C'est le MPO qui est intervenu après la décision. Le ministère a chargé un fonctionnaire de lui téléphoner. La langue maternelle de mon beau-père est le micmac et sa deuxième langue est l'anglais. Il parle couramment micmac à mes enfants. Il ne veut pas leur parler anglais parce qu'il n'a jamais été partisan de l'éducation en anglais. Le fonctionnaire du MPO l'a appelé pour lui demander s'il souhaitait se remettre à pêcher l'huître, quatre ans après qu'on lui ait interdit de le faire à la suite du jugement. Voilà le genre d'attitude qu'adopte le MPO.

Quand nous allons à la pêche, le MPO nous impose ses règlements. J'ai des contacts avec des avocats de toutes les régions du monde et j'ai également consulté des professeurs de droit à ce sujet. Je leur ai demandé si le régime du MPO était toujours applicable. La plupart d'entre eux m'ont dit que non, que le régime canadien, celui du MPO, n'était plus applicable. Ils ont dit qu'il fallait conclure un nouveau type d'accord conforme au nouveau régime créé par le jugement Marshall.

J'ai des documents à vous montrer. Je vous les laisserai. Voici une photo de Donald Marshall prise au moment où la décision a été confirmée. A-t-il l'air heureux pour un homme qui a lutté pour faire valoir ses droits et ceux de son peuple? Non. Cet homme a l'air triste. Il faut se demander pourquoi il a l'air triste. Peut-être parce qu'il était en train de se demander combien d'épreuves notre peuple devrait encore subir.

Comme le montre la télévision, le racisme est dû à un manque d'informations et à un manque d'éducation. Il faut apprendre à ces individus à être équitables. Ils prétendent vouloir l'équité, vouloir être traités de la même façon que les Autochtones et ne veulent pas que ceux-ci aient des droits spéciaux. Je suis désolé, mais nous estimons avoir affaire à deux régimes distincts en l'occurrence.

J'ai examiné la dernière décision de la Cour suprême, celle du 17 novembre. Dans cette intervention, la Cour dit que nous avons le droit de tirer une subsistance convenable des activités en question. Le traité emploie le terme «biens nécessaires». La version modernisée de ce terme employée par la Cour suprême est «subsistance convenable».

J'ai vérifié les statistiques sur Internet et effectué toutes les recherches nécessaires pour trouver les renseignements dont j'avais besoin.

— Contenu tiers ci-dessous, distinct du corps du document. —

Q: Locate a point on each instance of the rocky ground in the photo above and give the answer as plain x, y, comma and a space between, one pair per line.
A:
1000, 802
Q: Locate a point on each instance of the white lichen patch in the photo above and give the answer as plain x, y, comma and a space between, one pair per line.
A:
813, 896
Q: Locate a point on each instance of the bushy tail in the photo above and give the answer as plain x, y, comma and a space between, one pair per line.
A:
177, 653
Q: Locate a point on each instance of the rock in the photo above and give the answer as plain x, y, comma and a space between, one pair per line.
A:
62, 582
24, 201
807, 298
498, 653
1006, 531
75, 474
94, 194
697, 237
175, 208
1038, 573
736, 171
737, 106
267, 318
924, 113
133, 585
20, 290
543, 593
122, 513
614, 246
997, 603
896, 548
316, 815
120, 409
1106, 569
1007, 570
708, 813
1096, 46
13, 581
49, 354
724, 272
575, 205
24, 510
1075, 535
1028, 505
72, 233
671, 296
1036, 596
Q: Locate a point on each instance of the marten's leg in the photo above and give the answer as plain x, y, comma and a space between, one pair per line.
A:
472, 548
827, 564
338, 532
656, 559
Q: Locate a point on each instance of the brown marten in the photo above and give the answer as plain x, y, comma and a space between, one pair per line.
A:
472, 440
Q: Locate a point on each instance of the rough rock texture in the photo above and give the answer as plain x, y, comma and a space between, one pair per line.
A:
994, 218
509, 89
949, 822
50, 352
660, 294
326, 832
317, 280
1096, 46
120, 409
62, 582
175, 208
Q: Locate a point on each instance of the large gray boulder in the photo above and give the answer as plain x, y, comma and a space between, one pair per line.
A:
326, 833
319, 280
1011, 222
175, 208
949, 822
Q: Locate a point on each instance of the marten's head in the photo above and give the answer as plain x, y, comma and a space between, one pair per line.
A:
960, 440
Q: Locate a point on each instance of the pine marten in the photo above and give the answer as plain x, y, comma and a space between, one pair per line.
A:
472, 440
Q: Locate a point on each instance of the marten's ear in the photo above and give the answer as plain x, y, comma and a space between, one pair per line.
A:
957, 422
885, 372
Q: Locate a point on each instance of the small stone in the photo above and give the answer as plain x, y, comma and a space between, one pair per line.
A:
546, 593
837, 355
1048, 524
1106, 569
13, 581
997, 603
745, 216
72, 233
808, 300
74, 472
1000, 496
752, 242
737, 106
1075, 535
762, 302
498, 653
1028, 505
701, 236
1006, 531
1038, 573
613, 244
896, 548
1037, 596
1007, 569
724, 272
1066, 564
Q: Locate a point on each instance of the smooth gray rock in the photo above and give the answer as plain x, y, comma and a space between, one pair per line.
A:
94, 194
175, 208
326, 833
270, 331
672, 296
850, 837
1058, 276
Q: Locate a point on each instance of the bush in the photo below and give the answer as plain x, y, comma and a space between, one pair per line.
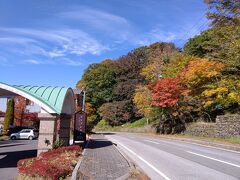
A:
52, 164
58, 144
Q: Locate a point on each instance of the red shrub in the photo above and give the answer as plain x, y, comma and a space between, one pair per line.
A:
51, 164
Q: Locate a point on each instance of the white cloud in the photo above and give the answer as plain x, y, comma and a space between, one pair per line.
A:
48, 44
112, 25
33, 61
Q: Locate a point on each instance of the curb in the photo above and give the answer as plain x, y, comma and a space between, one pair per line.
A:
75, 170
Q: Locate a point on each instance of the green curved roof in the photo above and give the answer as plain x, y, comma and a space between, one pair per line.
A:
53, 97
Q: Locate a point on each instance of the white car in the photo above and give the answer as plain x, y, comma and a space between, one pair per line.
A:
24, 134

En Nouvelle-Écosse, le revenu familial moyen est de 45 615 $. Pensez-vous que quelqu'un qui reçoit des prestations d'aide sociale depuis 20 ou 30 ans—car le régime existait déjà à cette époque—et dont le revenu annuel se situe entre 5 000 $ et 13 000 $ refusera votre offre si vous lui proposez de toucher 45 000 $? C'est peut-être ce montant qui devrait servir de point de départ pour décider ce qu'est une subsistance convenable. Ce critère s'applique-t-il à tous les Néo-Écossais?

Notre peuple a l'impression de ne pas faire partie du Canada ou de la Nouvelle-Écosse. Je vous signale que plusieurs pays ont adopté un régime de gouvernement tricaméral. Au Canada, on pourrait très bien adopter un ordre de gouvernement à trois paliers. Je l'ai dit dans le cadre des délibérations du comité Kierans, des discussions sur l'Accord de Charlottetown et des pourparlers sur l'Accord du lac Meech. Ce serait possible. C'est le régime en vigueur dans certains pays comme la Suisse. Je suis allé en Suisse et je suis également allé en Suède. Il y a des modèles à l'étranger.

En ce qui concerne l'indemnisation, je signale que ce qui s'est passé dans un premier temps et dans un deuxième temps est lié au mandat de M. MacKenzie. Dans un premier temps, depuis que la décision a été rendue, le peuple autochtone n'a pas eu l'occasion d'exercer le droit qu'elle lui conférait. Il a été privé du droit de tirer une subsistance convenable des activités en question. Il faudrait également régler la question des plans à long terme qui seront établis pour cinq ans au mois d'avril, pour éviter des conflits comme ceux qui ont éclaté à l'Église brûlée et à Yarmouth. Ce processus éducatif doit avoir lieu.

Pour parler à nouveau du traité, je signale qu'il a été signé par deux rois en 1752, à savoir Jean-Baptiste Cope et un représentant du Roi George III. Il y avait deux régimes. Vous vous demandez qui représentait qui? En l'occurrence, il s'agissait de deux rois et l'un d'eux était le grand chef. Le grand chef a aussi des subalternes.

• 1635

Notre hiérarchie supérieure comprend trois échelons, à savoir le grand chef, le grand capitaine, qui supervise le capitaine de tout le territoire micmac, qui s'étend du Québec à Terre-Neuve et inclut le Nouveau-Brunswick et l'Île-du-Prince-Édouard, et une autre personne appelée putus dans notre langue. Ce terme signifie «gardien de la loi» et c'est lui qui est le gardien du traité.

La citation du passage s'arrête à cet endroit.